How do SMART on FHIR apps handle HIPAA compliance?

Your SMART app must implement all standard HIPAA safeguards: encrypt data in transit (HTTPS), minimize local data storage, implement session timeout, audit log all data access, and handle PHI according to your BAA. The SMART framework handles authorization and scoping, but your app is responsible for everything that happens after you receive the data.

What is the difference between SMART on FHIR and plain FHIR?

FHIR is the data standard — it defines resources, search parameters, and API conventions. SMART on FHIR adds the launch framework (how apps start and receive context from the EHR) and the authorization framework (how apps get permission to access data).

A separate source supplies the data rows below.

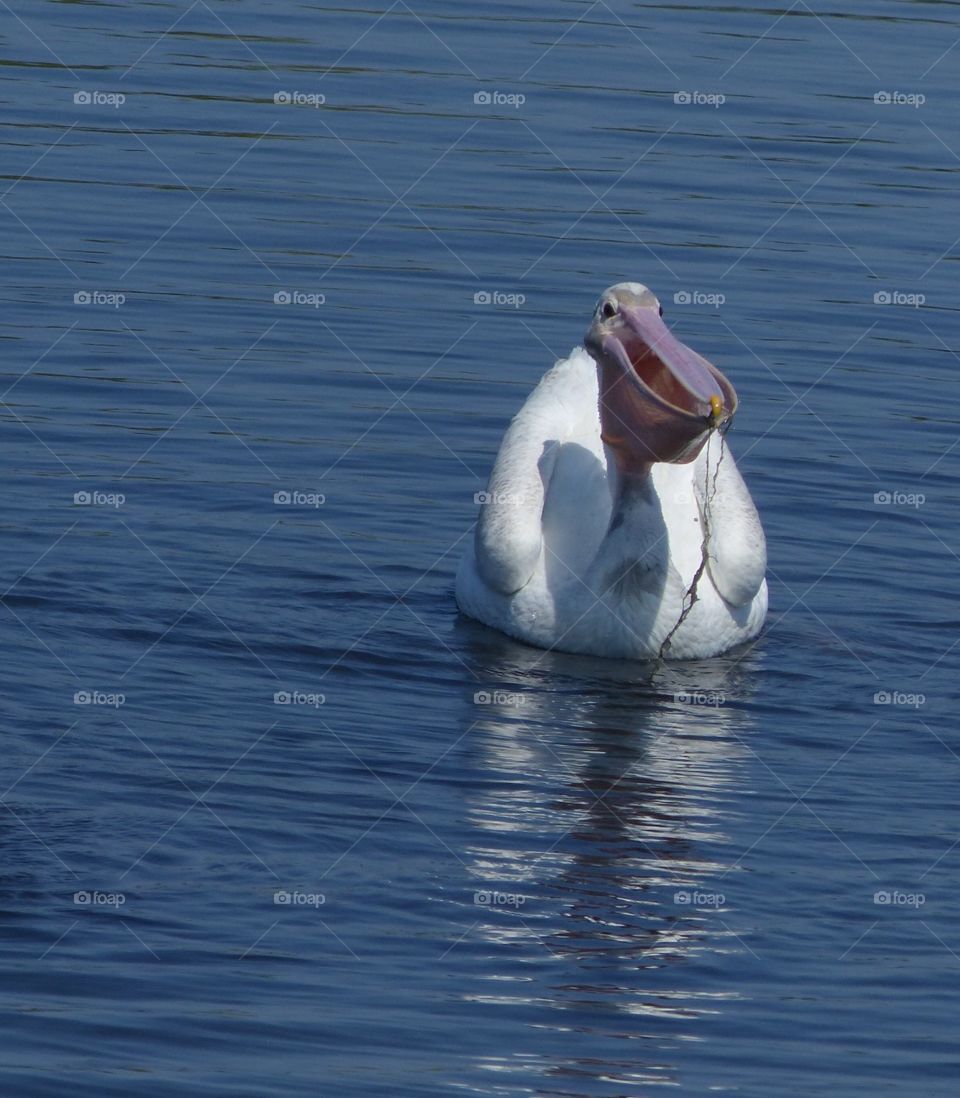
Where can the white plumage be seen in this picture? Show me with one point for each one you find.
(572, 553)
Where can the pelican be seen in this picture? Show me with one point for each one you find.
(615, 522)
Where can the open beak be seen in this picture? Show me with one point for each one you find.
(659, 400)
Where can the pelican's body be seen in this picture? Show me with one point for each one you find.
(585, 545)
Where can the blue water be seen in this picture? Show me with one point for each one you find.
(599, 878)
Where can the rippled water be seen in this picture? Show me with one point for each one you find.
(451, 863)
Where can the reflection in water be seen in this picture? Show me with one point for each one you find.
(600, 843)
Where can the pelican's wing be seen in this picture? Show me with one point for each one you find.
(736, 546)
(509, 539)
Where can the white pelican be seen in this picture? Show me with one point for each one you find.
(616, 522)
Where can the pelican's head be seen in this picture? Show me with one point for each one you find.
(658, 399)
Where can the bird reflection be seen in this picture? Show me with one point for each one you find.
(600, 828)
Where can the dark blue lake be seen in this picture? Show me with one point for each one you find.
(277, 820)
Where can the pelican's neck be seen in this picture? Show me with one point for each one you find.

You can use FHIR APIs without SMART (direct API calls with API keys or service accounts), but SMART is required for apps that launch from within the EHR and need user-context-aware authorization.

How long does it take to build a SMART on FHIR app?

A simple read-only SMART app (display patient data) can be built in 2–4 weeks. A full-featured clinical workflow app with CDS Hooks and write operations typically takes 2–5 months. Add 2–4 months for EHR marketplace review and approval per vendor. Taction Software’s multi-EHR SMART app deployments average 4–7 months from development start to production availability across all three major EHR platforms.